Author(s): Shideh Marzban, Soudabeh Haddadi*, Arman Parvizi, Ali Faghih Habibi, Maedeh Zakeri Dana, Zahra Atr Kar Roshan and Hajian AB


Introduction: Controlled hypotension is a technique to decrease intra-operative bleeding. Magnesium sulfate would be a compatible choice for this target.

Aim: This study was conducted to evaluate effect of magnesium sulfate on controlling blood pressure during septorhinoplasty.

Materials and methods: In this double-blind randomized clinical trial study, 60 patients aged 18-50 years with ASA class I and II, underwent septorhinoplasty. They were randomly divided into two groups: magnesium sulfate (M) and control (C). In Group M, diluted magnesium sulfate (50%) (40 mg/kg in 100 ml of normal saline) was infused intravenously in 10 minutes, prior to the induction of general anesthesia then followed by 15 mg/kg/hr administration during surgery. In Group C, same volume of normal saline 0.9% was infused. Anesthesia was conducted through intravenous infusion of propofol (50 μg/kg/min) and remifentanil (0.1 μg/kg/min) for all. The mean arterial pressure was maintained 60-65 mm Hg mm Hg by injection of nitroglycerine (25-50 μg/min), if needed. Data was analyzed considering significant p<0.05.

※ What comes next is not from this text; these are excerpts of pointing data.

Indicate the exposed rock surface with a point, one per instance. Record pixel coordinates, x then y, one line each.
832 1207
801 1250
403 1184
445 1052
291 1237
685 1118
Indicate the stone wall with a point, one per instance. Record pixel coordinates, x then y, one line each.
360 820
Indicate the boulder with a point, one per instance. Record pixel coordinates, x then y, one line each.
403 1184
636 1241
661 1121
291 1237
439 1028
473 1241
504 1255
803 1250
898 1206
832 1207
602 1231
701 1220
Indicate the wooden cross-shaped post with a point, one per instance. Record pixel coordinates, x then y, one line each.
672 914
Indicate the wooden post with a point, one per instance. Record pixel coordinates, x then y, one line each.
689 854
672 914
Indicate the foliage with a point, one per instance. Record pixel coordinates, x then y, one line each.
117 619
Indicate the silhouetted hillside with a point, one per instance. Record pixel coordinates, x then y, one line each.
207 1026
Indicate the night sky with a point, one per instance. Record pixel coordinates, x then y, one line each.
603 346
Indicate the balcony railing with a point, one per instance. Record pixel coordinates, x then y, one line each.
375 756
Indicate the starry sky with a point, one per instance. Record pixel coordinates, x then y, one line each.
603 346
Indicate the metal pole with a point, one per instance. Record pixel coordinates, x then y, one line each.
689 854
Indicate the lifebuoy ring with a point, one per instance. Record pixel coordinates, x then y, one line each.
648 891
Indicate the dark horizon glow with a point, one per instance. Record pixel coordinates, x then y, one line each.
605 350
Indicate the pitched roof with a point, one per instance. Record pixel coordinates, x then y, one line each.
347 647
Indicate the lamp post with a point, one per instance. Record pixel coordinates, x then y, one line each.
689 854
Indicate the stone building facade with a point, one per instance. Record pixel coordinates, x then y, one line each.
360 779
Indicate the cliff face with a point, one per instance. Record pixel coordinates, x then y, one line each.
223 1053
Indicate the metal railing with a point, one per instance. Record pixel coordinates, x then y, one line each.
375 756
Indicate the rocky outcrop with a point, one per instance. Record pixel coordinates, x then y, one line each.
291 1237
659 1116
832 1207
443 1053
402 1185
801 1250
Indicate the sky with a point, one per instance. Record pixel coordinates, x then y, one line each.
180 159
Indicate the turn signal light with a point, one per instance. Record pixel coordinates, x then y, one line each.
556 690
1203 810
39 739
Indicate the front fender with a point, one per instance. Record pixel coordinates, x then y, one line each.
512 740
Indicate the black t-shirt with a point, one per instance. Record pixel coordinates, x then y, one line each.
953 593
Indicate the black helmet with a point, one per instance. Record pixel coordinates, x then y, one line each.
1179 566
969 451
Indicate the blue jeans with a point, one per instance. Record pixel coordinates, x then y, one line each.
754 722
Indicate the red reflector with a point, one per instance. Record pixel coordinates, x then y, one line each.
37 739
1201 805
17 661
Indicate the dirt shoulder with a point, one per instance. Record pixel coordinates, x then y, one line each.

Results: Most of participants were female (55 persons-91.7%). Mean length of surgery was 72.2 ± 14.8 min. Over 76% of controls (23 patients) needed to nitroglycerin infusion, while to none of magnesium receivers, nitroglycerin was delivered (p=0.001). Although, mean heart rate was different significantly between two groups prior to anesthesia induction (p=0.002), but its changes between two groups were not obvious at any other time of measurements. The incidence of pain feeling also was significantly lower in magnesium receivers in recovery room. There was no significant difference in amount of bleeding and surgeon satisfaction between groups.

Conclusion: Magnesium sulfate seems to be effective in inducing hypotension and accompanied with lower postoperative pain.